No puedo reprimir mi asombro y me lanzo el sábado al mediodía, ese momento glorioso que es cuando los críos duermen la siesta y las mujeres leen sus revistas o miran la televisión, para encerrarme en la sala de máquinas para seguir buscando cosas para el E90. Resulta que hay un buen número de programas indispensables, entre ellos los de Epocware. Entro en su web y la saqueo, descargo todas las trials y las pruebo. Uno de esos programas me encanta, y me resulta extremadamente útil: Un simple administrador de perfiles. A tal hora pongo el E90 en modo silencio y a tal hora con el volumen a todo trapo. También tienen un gestor de tareas, un conversor, alarmas y diccionarios. Entro en la web de Nokia y me descargo una aplicación que me resulta también muy útil, el Sports Tracker. Es un simple programa cuyo propósito es controlar distancias y velocidades cuando practicas deportes como ciclismo, senderismo o si sales simplemente a correr. Se auto-bloquea para que no lo pares por accidente, pone al E90 en modo de bajo consumo y puedes disfrutar de él durante casi todo un día sin miedo a que se te acabe la batería.

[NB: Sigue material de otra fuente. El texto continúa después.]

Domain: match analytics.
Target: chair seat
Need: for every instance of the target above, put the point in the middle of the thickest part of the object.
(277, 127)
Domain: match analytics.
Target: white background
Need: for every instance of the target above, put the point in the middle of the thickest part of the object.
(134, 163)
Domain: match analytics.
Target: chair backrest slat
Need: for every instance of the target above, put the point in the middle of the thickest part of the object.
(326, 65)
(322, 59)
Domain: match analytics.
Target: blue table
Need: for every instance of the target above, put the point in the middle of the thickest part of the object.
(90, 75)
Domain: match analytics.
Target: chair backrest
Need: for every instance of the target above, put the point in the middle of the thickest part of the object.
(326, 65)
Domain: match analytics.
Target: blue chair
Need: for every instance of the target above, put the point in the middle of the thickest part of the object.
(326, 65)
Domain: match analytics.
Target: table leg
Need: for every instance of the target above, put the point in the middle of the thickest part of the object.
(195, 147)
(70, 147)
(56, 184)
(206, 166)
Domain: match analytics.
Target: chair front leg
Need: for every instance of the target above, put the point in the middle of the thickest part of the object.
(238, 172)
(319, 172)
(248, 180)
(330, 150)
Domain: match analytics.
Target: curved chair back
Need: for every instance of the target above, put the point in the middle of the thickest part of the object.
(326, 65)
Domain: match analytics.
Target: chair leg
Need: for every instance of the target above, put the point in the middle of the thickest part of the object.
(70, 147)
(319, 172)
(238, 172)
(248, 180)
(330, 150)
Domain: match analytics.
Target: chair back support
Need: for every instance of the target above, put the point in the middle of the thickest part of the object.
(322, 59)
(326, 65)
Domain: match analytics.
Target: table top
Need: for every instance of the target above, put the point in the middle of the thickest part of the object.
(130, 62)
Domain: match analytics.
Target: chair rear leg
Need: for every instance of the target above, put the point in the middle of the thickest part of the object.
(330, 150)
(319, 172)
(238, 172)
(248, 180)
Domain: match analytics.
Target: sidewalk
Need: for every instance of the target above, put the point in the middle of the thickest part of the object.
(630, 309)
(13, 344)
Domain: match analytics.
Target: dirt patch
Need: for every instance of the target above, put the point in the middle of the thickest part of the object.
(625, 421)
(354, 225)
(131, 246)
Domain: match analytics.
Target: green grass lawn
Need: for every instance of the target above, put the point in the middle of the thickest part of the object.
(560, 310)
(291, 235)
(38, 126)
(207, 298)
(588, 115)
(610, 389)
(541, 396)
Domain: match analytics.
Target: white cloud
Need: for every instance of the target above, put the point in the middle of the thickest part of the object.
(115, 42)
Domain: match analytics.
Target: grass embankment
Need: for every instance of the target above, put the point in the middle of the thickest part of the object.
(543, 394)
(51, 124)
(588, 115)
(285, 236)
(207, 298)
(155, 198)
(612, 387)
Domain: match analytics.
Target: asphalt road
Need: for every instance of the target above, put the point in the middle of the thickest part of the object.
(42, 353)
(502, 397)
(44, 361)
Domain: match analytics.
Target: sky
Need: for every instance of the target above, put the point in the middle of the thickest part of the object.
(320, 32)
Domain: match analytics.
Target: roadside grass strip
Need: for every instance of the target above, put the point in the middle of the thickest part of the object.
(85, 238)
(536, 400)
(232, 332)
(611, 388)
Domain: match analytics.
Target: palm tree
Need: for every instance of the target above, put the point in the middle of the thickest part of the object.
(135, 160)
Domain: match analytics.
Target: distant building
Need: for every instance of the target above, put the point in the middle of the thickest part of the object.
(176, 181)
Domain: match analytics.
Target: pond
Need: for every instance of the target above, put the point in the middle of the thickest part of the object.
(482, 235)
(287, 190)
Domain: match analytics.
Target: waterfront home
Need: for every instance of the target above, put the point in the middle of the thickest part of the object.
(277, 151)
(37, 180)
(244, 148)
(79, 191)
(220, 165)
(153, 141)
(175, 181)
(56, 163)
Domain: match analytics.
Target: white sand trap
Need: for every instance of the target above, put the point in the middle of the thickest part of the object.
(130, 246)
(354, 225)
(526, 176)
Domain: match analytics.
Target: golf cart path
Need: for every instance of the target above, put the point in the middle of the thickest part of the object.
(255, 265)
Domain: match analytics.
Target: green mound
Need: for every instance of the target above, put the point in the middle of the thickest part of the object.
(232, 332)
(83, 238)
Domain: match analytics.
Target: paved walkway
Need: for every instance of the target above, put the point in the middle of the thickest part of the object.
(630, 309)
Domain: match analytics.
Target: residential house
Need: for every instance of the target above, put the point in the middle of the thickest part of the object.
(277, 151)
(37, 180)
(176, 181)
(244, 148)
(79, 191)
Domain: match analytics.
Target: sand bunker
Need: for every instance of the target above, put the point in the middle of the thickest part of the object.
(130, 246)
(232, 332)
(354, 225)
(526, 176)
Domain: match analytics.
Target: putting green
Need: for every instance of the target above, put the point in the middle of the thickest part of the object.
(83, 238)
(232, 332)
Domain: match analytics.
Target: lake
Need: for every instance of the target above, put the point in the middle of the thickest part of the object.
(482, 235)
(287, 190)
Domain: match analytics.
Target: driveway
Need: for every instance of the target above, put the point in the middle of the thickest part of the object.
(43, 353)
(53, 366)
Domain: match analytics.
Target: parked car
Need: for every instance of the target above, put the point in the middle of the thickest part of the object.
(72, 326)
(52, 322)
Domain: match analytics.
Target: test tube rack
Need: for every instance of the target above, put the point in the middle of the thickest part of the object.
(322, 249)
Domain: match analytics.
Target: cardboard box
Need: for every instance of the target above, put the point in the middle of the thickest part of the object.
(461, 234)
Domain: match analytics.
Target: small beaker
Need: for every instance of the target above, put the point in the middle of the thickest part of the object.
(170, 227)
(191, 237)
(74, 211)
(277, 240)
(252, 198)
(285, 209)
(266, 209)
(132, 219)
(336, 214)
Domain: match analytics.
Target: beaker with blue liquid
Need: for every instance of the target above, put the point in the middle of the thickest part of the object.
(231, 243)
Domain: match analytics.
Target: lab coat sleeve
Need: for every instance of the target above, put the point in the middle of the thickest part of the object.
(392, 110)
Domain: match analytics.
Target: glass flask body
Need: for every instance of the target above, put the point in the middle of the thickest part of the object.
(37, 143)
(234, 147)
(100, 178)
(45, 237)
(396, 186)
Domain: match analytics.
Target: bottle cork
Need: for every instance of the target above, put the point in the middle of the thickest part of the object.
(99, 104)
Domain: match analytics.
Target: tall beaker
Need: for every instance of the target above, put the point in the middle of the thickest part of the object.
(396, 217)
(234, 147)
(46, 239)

Ahora mismo en mi mente hay un conflicto. El iPhone 3G puede que sea finalmente un dispositivo útil a diferencia de lo que es actualmente, un dispositivo bonito. Puede que mi E90, presente en el mercado desde hace casi un año, esté muy por delante del iPhone sin yo saberlo incluso teniendo en cuenta los programas que puedan salir gracias a la publicación del SDK. Para Symbian hay un catálogo de programas que en la Store de Apple no veremos en años. El E90 es feísimo externamente pero cómodo. Es libre, no tengo que estar pendiente de permanencias, puedo volver a usar archivos excel como antaño en Palm y puedo enviarle a mi padre una foto por Bluetooth de su nieto.

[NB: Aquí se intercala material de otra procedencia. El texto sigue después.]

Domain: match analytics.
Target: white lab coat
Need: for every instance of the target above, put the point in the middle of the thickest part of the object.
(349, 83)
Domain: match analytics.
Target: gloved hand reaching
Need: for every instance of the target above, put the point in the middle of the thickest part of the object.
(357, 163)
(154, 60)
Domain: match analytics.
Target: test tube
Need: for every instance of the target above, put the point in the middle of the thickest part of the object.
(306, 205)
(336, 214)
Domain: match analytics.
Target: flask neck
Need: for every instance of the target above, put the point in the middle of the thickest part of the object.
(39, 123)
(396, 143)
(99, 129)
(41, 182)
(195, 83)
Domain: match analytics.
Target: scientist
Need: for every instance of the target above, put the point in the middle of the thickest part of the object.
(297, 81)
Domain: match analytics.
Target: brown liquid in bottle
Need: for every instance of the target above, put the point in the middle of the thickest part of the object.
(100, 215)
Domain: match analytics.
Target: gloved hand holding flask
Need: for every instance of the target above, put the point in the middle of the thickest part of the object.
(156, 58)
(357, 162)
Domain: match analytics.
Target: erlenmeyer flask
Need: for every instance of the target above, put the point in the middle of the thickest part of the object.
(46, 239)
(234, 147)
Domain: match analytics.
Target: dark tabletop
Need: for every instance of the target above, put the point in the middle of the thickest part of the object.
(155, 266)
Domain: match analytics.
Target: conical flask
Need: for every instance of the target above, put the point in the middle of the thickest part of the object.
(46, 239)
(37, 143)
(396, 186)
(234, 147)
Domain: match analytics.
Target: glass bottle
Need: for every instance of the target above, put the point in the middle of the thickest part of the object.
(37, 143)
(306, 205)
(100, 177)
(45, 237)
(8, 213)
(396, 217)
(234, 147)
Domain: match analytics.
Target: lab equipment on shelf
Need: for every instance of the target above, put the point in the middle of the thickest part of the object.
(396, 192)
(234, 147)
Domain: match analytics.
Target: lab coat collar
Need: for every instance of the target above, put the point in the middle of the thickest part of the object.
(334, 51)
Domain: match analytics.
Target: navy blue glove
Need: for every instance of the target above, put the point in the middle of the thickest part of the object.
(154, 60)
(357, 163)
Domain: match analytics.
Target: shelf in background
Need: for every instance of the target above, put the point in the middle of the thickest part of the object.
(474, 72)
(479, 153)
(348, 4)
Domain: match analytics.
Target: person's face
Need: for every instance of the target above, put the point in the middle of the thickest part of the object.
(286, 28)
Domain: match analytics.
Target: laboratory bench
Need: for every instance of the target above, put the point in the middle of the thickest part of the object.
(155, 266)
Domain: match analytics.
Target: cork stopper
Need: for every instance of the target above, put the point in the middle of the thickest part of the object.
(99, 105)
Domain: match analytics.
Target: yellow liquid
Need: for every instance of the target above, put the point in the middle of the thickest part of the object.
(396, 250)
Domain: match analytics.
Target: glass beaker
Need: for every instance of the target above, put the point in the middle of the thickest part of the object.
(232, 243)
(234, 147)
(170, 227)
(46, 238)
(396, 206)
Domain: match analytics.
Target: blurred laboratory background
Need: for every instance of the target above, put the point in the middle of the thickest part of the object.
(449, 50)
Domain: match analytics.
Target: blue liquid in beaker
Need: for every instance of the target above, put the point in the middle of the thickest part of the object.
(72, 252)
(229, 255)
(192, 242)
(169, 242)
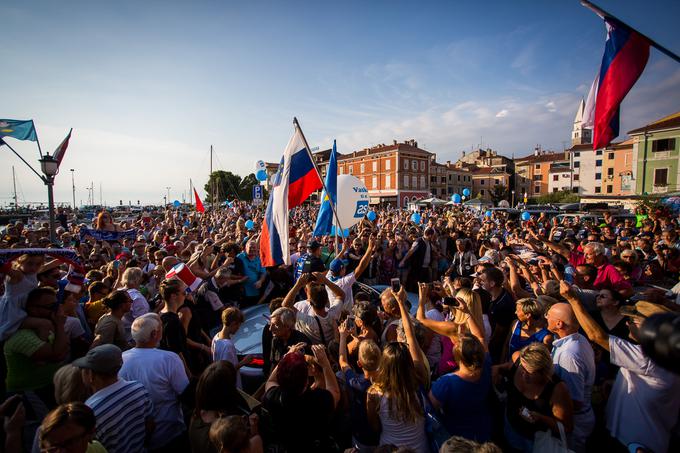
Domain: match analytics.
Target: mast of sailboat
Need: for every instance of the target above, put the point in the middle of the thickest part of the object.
(14, 183)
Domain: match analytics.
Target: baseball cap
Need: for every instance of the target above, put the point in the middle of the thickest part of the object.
(336, 266)
(642, 310)
(105, 359)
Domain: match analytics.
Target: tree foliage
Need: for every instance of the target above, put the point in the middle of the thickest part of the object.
(229, 186)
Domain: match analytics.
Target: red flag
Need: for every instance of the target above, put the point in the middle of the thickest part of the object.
(199, 204)
(61, 149)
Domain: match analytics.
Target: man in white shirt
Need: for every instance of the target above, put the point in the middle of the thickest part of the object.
(644, 402)
(574, 361)
(165, 378)
(337, 274)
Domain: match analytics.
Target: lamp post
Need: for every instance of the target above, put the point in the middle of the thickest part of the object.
(50, 166)
(73, 185)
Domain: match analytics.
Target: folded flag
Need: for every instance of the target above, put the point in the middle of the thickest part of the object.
(625, 56)
(19, 129)
(61, 149)
(296, 179)
(324, 220)
(199, 203)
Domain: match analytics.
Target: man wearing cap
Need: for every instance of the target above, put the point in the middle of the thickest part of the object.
(310, 261)
(123, 409)
(645, 399)
(337, 274)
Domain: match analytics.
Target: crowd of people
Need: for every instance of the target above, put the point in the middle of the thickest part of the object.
(489, 333)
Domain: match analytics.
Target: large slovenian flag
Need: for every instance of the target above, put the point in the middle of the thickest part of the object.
(296, 179)
(324, 220)
(625, 56)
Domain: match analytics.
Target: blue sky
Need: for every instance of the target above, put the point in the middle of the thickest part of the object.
(149, 86)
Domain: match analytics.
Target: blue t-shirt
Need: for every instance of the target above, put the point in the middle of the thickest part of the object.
(253, 270)
(465, 405)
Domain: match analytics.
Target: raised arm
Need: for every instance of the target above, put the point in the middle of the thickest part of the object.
(593, 331)
(366, 259)
(413, 346)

Con el iPhone, cuando iba a ver un cliente, me decía ‘Que bonito’, y entonces le enseñaba las fotos, el dialer y cómo giraba la pantalla. Con el E90 mis clientes dirán ‘Vaya ladrillo de teléfono que usas’ pero lo realmente importante es que me será infinitamente más útil. Me siento un poco panoli por haber descubierto tan tarde que hay vida más allá del iPhone. Francamente, ahora mismo ya no tengo tan claro qué tengo que hacer.